Her answer: By eating animals. Meat is energy-dense, easy to digest when cooked and provides an excellent source of food for the brain. “Most anthropologists believe that it was by beginning to eat meat that our ancestors saw a substantial gain in relative brain size millions of years ago,” she wrote. “Bigger brains could accommodate more advanced cognitive functions, including abstract thought and language. So you could say that eating meat made it possible for us to deliberate the ethics of eating meat.”
● Sustainability.Nicolette Hahn Niman is a livestock rancher, environmental lawyer and author. Although she stated that she’s a vegetarian, she noted that in her work as an environmental lawyer she studied ecologically based farming and became convinced that animals are essential to sustainable farms. “They increase soil fertility, contribute to pest and weed control and convert vegetation that’s inedible to humans and growing on marginal, uncultivated land, into food,” she wrote.
● Perspective. Tovar Cerulli, a hunter and author of “The Mindful Carnivore,” wrote about how living in a rural community showed him that raising much of the food we’re familiar with comes at a cost. “From habitat destruction to combines that inadvertently mince rabbits to the shooting of deer in farm fields, crop production is far from harmless,” he wrote. “Even in our own organic garden, my wife and I were battling ravenous insects and fence-defying woodchucks.
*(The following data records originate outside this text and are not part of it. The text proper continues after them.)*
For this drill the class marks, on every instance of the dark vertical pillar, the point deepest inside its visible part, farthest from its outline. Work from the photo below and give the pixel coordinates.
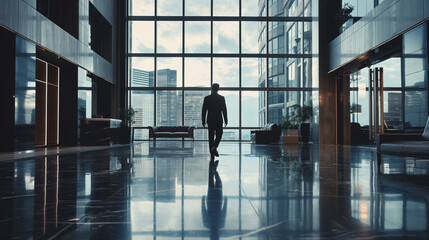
(7, 90)
(68, 103)
(119, 95)
(25, 94)
(343, 110)
(328, 30)
(104, 98)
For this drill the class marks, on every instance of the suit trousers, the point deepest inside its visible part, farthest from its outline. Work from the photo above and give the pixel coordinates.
(215, 130)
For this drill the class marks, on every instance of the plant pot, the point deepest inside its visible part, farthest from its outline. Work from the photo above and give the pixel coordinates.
(304, 132)
(124, 135)
(291, 136)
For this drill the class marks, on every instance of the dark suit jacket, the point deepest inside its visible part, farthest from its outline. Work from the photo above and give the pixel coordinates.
(215, 105)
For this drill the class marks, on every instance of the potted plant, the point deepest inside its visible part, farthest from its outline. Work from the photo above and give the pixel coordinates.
(302, 115)
(127, 117)
(296, 123)
(290, 129)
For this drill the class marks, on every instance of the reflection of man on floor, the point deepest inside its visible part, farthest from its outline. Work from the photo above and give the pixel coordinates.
(214, 107)
(213, 213)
I began to see that the question wasn’t what we ate but how that food came to our plates.”
According to Cerulli, adding eggs, dairy, chicken and fish back into his diet also led to an improvement in his and his wife’s health.
● Welfare. A vegan for 15 years, Joshua Applestone, a butcher and co-author of “The Butcher’s Guide to Well-Raised Meat,” wrote that he “overcame [his] aversion to consuming meat” after seeing farmers raising animals sustainably and ethically. He realized he didn’t have a problem with meat, only with some of the “inhumane practices’ of the meat industry. “Eating animal-derived foods is not, in and of itself, a health risk; it is over-consumption that is.”
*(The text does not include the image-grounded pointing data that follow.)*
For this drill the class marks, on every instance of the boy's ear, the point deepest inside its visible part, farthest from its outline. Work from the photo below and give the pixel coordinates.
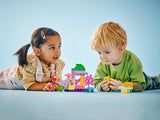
(36, 51)
(123, 48)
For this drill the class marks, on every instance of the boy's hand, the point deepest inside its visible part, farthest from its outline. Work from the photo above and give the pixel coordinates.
(105, 86)
(115, 84)
(49, 87)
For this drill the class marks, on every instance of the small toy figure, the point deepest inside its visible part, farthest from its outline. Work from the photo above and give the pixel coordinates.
(127, 87)
(55, 85)
(89, 81)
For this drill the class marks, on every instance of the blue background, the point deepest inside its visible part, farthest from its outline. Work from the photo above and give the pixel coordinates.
(76, 21)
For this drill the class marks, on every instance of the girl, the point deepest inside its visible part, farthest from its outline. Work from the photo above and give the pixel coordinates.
(35, 70)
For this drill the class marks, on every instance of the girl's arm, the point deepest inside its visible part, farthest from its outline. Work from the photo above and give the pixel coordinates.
(37, 87)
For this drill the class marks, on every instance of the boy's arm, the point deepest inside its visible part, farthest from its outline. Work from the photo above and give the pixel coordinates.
(138, 87)
(100, 73)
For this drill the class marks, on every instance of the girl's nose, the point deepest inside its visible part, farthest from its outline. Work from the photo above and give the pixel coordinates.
(103, 56)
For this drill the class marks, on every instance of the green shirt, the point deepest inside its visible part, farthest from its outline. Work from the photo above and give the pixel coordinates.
(129, 70)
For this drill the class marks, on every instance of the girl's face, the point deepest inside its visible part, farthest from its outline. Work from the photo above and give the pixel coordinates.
(50, 51)
(111, 55)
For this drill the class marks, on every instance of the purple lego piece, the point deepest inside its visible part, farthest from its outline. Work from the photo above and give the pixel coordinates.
(84, 90)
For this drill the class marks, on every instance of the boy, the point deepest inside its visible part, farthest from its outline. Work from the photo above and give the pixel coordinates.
(121, 65)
Finally here is a powerful argument from the winning entry in The Times essay contest, written by one Jay Bost, who described himself as “a farmworker, plant geek, agro-ecologist and foodie” and who now teaches at Warren Wilson College in Swannanoa, N.C. He wrote:
“The reasons I became a vegetarian, then a vegan and then again a conscientious meat-eater were all ethical. While studying agroecology at Prescott College in Arizona, I was convinced that if what you are trying to achieve with an ‘ethical’ diet is the least destructive impact on life as a whole on this planet, then in some circumstances, like living among dry, scrubby grasslands in Arizona, eating meat is the most ethical thing you can do, other than subsist on wild game, tepary beans and pinyon nuts.
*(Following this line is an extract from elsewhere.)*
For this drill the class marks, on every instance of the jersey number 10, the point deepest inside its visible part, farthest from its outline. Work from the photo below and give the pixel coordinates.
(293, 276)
“A well-managed, free-ranged cow is able to turn the sunlight captured by plants into condensed calories and protein with the aid of the microorganisms in its gut. Sun » diverse plants » cow » human. This looks much cleaner than the fossil-fuel-soaked scheme of tractor-tilled field » irrigated soy monoculture » tractor harvest » processing » tofu » shipping » human.
“The fact is most agro-ecologists agree that animals are integral parts of truly sustainable agricultural systems. They are able to cycle nutrients, aid in land management and convert sun to food in ways that are nearly impossible for us to do without fossil fuel.
“For me, eating meat is ethical when you accept the biological reality that death begets life and that all life (including us!) is really just solar energy temporarily stored in an impermanent form. Second, you combine this realization with that cherished human trait of compassion and choose ethically raised food, vegetable, grain and/or meat. And third, you give thanks.”
Not a bad take—especially for a former vegan—and one that behooves us all.
Thank you, Jay.
The opinions expressed in this commentary are solely those of Dan Murphy, a veteran food-industry journalist and commentator.